If he did not know his status, I doubt I would have a husband today.”
Halima has changed, too. According to her husband, she was a rather submissive housewife who quietly slipped behind the shadows of married life, as if she was trying to be invisible.
Well, not anymore.
Today, this mother-of-three plays a bigger role in all the major decisions that the family makes than she did before.
Often, she strictly enforces all the decisions made in their home, like those regarding the family diet.
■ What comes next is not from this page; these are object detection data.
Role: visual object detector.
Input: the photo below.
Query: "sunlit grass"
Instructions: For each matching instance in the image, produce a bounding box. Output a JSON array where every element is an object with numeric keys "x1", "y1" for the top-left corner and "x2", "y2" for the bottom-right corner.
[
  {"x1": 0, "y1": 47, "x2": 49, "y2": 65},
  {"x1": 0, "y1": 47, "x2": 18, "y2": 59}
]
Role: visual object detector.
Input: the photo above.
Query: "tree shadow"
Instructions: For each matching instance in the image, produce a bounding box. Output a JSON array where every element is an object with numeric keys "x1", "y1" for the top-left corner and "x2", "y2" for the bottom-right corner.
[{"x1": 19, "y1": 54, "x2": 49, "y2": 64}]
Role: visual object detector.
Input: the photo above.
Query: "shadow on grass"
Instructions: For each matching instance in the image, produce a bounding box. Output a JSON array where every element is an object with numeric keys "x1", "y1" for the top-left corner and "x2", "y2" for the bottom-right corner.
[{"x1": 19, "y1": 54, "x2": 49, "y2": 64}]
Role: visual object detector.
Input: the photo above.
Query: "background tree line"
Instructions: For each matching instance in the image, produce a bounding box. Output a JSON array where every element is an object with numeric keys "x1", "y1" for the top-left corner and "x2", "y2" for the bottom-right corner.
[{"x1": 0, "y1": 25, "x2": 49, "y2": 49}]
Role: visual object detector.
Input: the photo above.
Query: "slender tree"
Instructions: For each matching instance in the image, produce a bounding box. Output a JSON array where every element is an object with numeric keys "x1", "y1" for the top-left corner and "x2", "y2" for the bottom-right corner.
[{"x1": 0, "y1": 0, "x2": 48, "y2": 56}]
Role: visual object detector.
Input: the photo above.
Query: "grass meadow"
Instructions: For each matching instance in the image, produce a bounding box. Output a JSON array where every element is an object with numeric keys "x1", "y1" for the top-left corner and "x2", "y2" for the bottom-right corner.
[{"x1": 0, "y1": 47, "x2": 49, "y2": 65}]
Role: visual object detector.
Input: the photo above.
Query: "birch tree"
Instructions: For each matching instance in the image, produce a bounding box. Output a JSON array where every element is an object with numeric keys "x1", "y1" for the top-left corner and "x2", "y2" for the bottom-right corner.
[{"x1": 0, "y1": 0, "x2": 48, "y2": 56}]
She ensures that everyone, especially her husband, eats a balanced meal with the little resources available.
She is also a stronger character.
“Before, I was a quiet housewife waiting for my husband to come home. I rarely questioned his behaviour. Not anymore. I have a voice now, and I know that I am entitled to respect and appreciation from my husband, which I am getting.”
And although her husband is currently jobless and relies on odd jobs to provide for them, Halima says that they are happier.
“The bond between us has strengthened. We spend more time together, we share our thoughts more freely. I can now confidently say that we’re a happily married couple,” agrees Maina.
Initially, they feared that those who knew them would shun them because of their status and kept this information to themselves.
But they decided to shake off this fear and begun telling people about their status.
“If sharing our story could help other couples make decisions that would safeguard their health and marriage, we would share it,” says Maina.
They occasionally volunteer as peer counsellors for local support groups of people living with HIV and Aids, in Karatina, Central Kenya, where they come from.
They also talk to married couples about the importance of HIV testing, and over time, the community around them has embraced them.
In a society where an HIV diagnosis begins a despairing mental journey dogged by stigma for many, Maina and his wife have become an inspiration.
They are a poster couple for HIV/Aids anti-stigma campaigns, whose message is perhaps more powerful than any HIV testing and counselling billboard on the streets.
According to the coordinator of the Karatina Home Based Care and Counselling Centre, Samuel Kimiru, the Mainas form the backbone of a team that is encouraging married couples to know their HIV status.
“Many couples are now attending counselling sessions and those who are not married are now able to bargain for safe sex,” says Kimiru.
The result is yet another victory against the spread of HIV and Aids in marriage.